Iron Man…
…is a fun, fun, fun movie. I was surprised and impressed.
And to think, it started at such a disadvantage. For one thing, I tend to avoid summer blockbusters, mainly because I can think of more enjoyable things to do than share a movie with a hundred yammering, texting hooligans. For another, I don’t usually go for movies based on comic-book characters, especially after sitting through Batman Begins and Spider-Man 3. And anyway, I was never interested in Iron Man. He’s not a character I know, and he always seemed so inaccessible beneath that great metal mask and those two narrow slits that served for vision. Of course, this was before I discovered the infamous Tony Stark would be played by the inimitable Robert Downey, Jr.
That got me in the door. Yes, under all these yakkety and cynical trappings I am still a creature of desire, and whatever his personal issues were (or are), the man is a great actor. (Even though I haven’t been able to watch the movie again, his performance in Natural Born Killers just blew me away.) The movie was not without its flaws, but it was worth sitting through all of them just to watch Downey inhabit the character of Tony Stark, and to struggle with his transformation from freewheeling billionaire playboy to freewheeling billionaire superhero.
I’m trivializing. In almost any other actor’s hands, the character arc (and the series of events that precipitated it) would have been impossible to take seriously. But with Robert Downey, Jr.’s craft, it was flawed enough to be believable and touching without descending into mawkishness.
My one gripe has nothing to do with him or his character and everything to do with his charming young secretary, Pepper Potts. (Now there is a name that could emerge only from the comic book universe.) She is ably and gamely played by Gwyneth Paltrow in the face of some really terrible and inconsistent writing. From the very beginning, it is clear that Potts is capable, intelligent, glib, and utterly devoted to her boss. Her levelheadedness and ingenuity are unmatched, especially in an encounter with Tony Stark’s archnemesis. But every now and again, her coolness and cleverness are written away so that somebody else in the frame gets to look brave or smart. An otherwise compelling character is diluted so the writers don’t have to work as hard to make other characters look good, and of course it is the most interesting female character who suffers.

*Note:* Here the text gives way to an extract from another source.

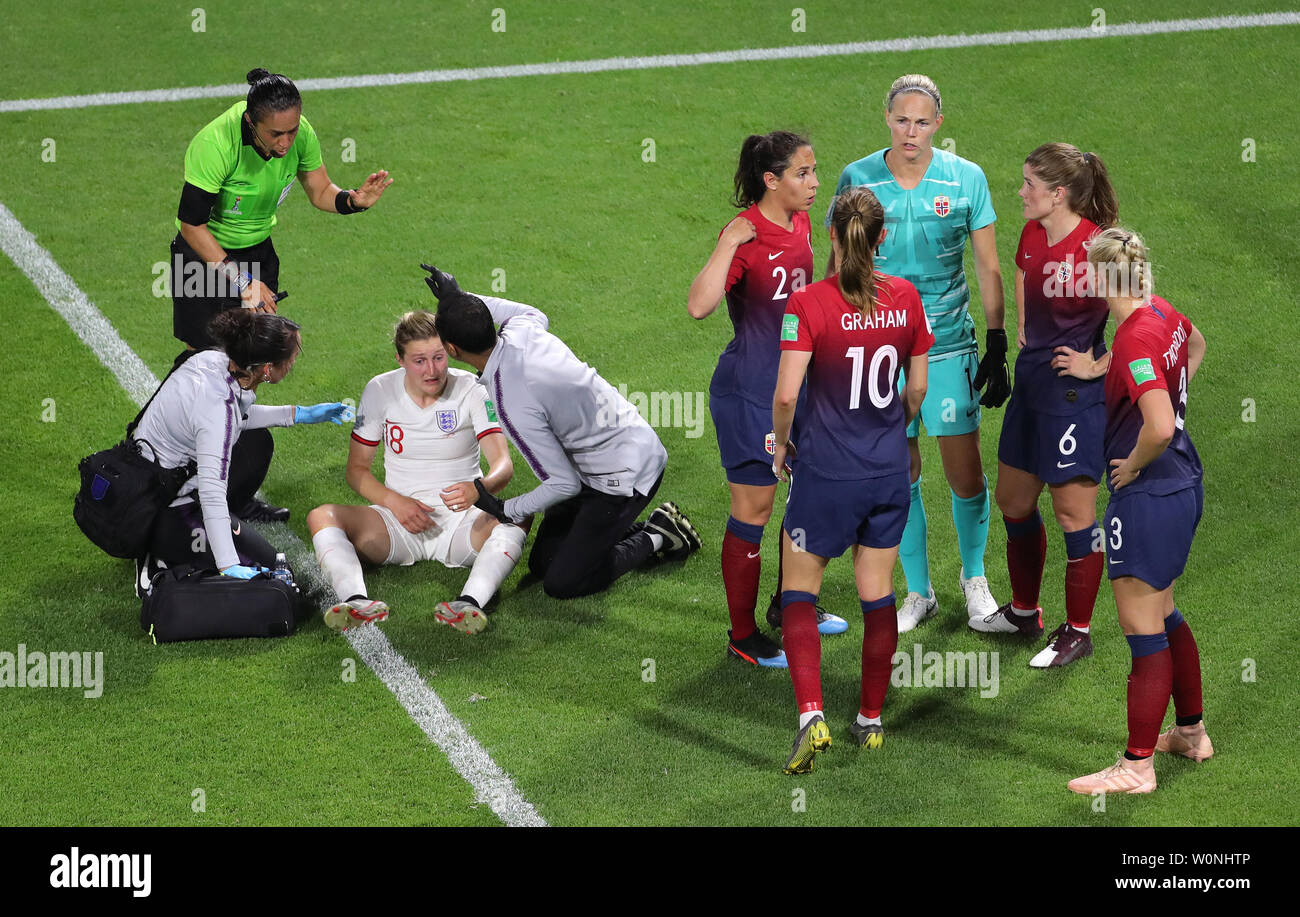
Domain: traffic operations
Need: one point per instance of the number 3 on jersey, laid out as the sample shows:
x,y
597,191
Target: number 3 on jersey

And I suffered for her. My frustration culminated in a scene where, flanked by federal agents, Potts discovers her entry card has stopped working. The scene asked me to suspend my disbelief in too many ways — not for the movie itself, but for Potts’ character. You see, by that point in the movie Potts and everybody on either side of the fourth wall has figured out why her card isn’t working, but Hollywood forces poor Paltrow to suddenly go bovine and mutter the obvious — “My card — it isn’t working.” — with no explanation or reflection about why that might be (hmm, archnemesis much?). This pathetic display was immediately followed by an inquiry involving the word “thingy,” requiring me to believe that a woman responsible for managing the great and intimate details of a weapon-manufacturing magnate’s life could suddenly revert to a squeaky, gleeful, valley-girl inspection of a bit of explosive putty.
But I don’t want to finish on that note. This was by any measure a great comic book movie, and I have high hopes for subsequent outings with both Tony Stark and Pepper Potts.